Rapid troubleshooting for power quality anomalies
02 April 2012
Power quality problems are notoriously difficult to troubleshoot, as they often occur intermittently and may be result of a wide range of causes. Fortunately, there are instruments available that can help. A power analyser from Outram Research, for example, has helped a major US power utility to resolve a power quality problem for a residential customer quickly and with minimal effort.
Adaptive Store captures data at single-cycle resolution while being economical with memory space. Thus recording to this level of detail is possible over periods extending to several weeks at a time
Southern Company is a premier energy supplier serving the South Eastern USA. It recently received complaints of flickering lights from a residential customer with concerns that her electrical installation was at fault. Southern responded initially by installing a standard meter socket voltage recorder, but failing to find anything out of the ordinary using this device, the problem was referred to the company's specialist Power Quality group.
The instrument chosen to undertake measurements at the site was an Outram Research PM7000 power quality analyser. This uses a patented Single Cycle Adaptive Store data management technique to search for, and record, those waveforms most likely to be the cause of power quality problems.
The instrument was used to zoom in on the exact times that the flickering occurred, and to identify sags in the voltage that were followed, surprisingly, by very short periods of oscillation to even lower voltages. This detail illuminated the very small anomalies in an otherwise normal looking recording that enabled the source of the problem to be identified - a nearby sewage treatment plant.

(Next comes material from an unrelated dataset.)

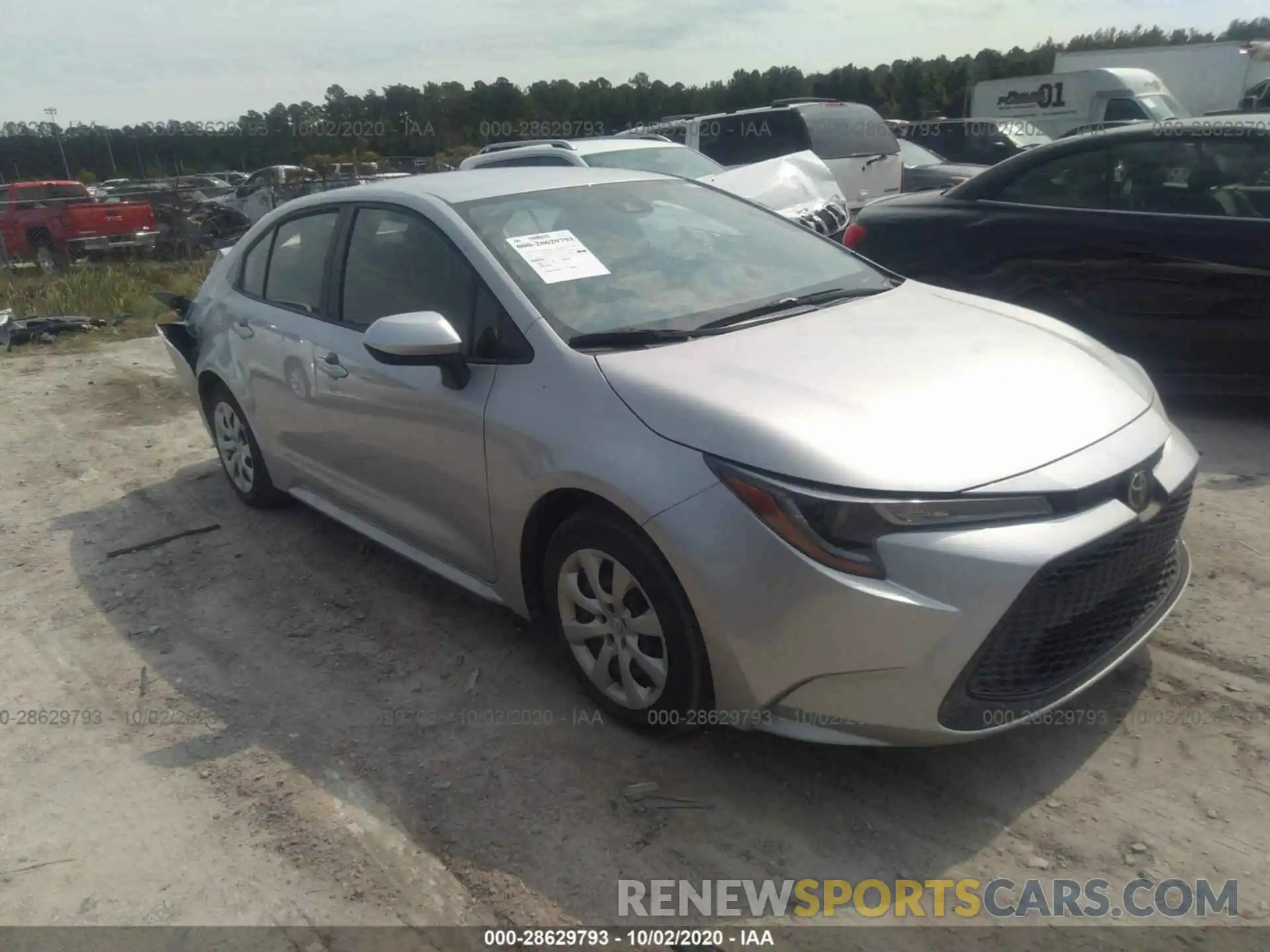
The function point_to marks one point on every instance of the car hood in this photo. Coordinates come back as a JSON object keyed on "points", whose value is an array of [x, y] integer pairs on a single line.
{"points": [[913, 390], [794, 184]]}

This plant was using a solid state starter to apply 'waves' of reverse power in order to bring a large pump motor gradually to a standstill, thus preventing water hammer. Once the problem was identified, the residential customer was assured that her electrical installations were safe and that corrective action could be taken. Southern Company's Patrick Coleman takes up the story:
"A conventional recorder would have to be set on cycle store to get this level of detail, and we only set them to cycle store when we already suspect something like this is happening. Starting from scratch, we would have spent weeks zeroing in on something like this with a conventional recorder, but the PM7000 caught it on the first try, with no special set-up."
Outram believes that even those recorders that meet the full rigour of IEC61000-4-30 would not have captured this detail. This standard requires a record longer than 200ms and the voltage excursions measured by the PM7000 would have been much too small to constitute a dip. The evaluation method fundamental to IEC61000-4-30 would have filtered out and eliminated the very effect that needed to be spotted in this particular case.
Outram's Adaptive Store automatically records the chosen parameters in great detail and at high sampling rates when anomalies and deviations from the predicted trend occur. By automatically adjusting the thresholds distinguishing the anomalies from the trend as signal dynamics change or the available memory becomes full, the PM7000 ensures that less significant phenomena can be summarised and greater detail recorded for abnormal behaviour.
The instrument can record this level of detail over long periods - indefinitely if set in 'First In First Out' mode - and the recording sessions are automatically downloaded to a USB stick. Adaptive Store is considerably faster and simpler than setting and adjusting trigger levels, which is the norm with other power quality monitors. Basing his methodology on this process might see an operator taking weeks to 'zero in' on the problem while having to wade through much unnecessary data.
By taking quick action using the PM7000, Southern Company was able to identify the cause and resolve the problem in a short time frame, minimising the inconvenience to its customer.